The study, conducted at one hospital and published in the Annals of Surgery, found that the results depend on surgical teams actually completing the checklist.
About 100,000 hospitals worldwide now use the surgical safety checklist developed by the World Health Organization (WHO). The list has 19 items that surgical teams check right before and after a patient's procedure, including making sure they have the right patient and are operating on the right side of the patient's body.
A 2009 study of eight hospitals in different countries found that in the year after the centers adopted the checklist, the overall death rate among surgery patients dropped from 1.5 percent to 0.8 percent.
But researchers at University Medical Center Utrecht, in the Netherlands, found a significantly smaller effect at their hospital, with the death rate of surgery patients dipping from 3.1 percent to 2.8 percent in the year-and-a-half after the hospital began using the checklist.
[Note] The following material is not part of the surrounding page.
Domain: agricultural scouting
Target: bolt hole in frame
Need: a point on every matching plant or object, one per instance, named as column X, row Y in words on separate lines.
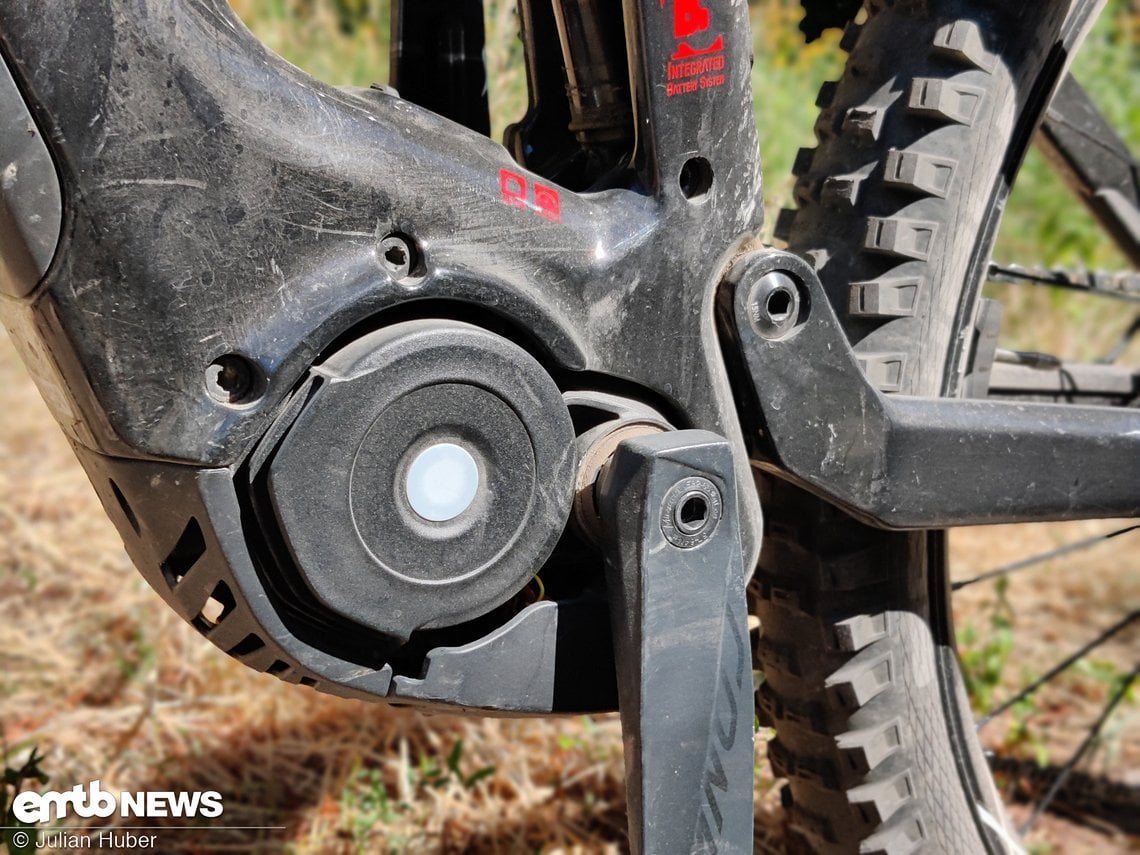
column 535, row 202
"Checklist compliance was clearly far from perfect in our hospital," wrote Wilton van Klein and his colleagues.
"Mortality was strongly associated with checklist compliance, suggesting that large variations in the level of implementation for different groups of patients need to be reduced."
One reason for the difference was that more critical patients needing emergency surgery were less likely to have a completed checklist, the researchers said.
Another may be that the center where van Klein and his team works is a university hospital that tends to get more critically ill patients than a community hospital would, The overall death rate among surgery patients there was higher than the average seen in the 2009 study, which included a mix of university and community medical centers.
It's estimated that medical errors occur in about one in 75,000 surgeries in the United States every year.
But surgical checklists alone are unlikely to be enough without an overall focus on the "safety culture" at hospitals, van Klein's team wrote.
Some of the biggest problems in hospitals aren't involved with surgery at all but concern infections, medication errors and injuries to patients who fall, according to the WHO.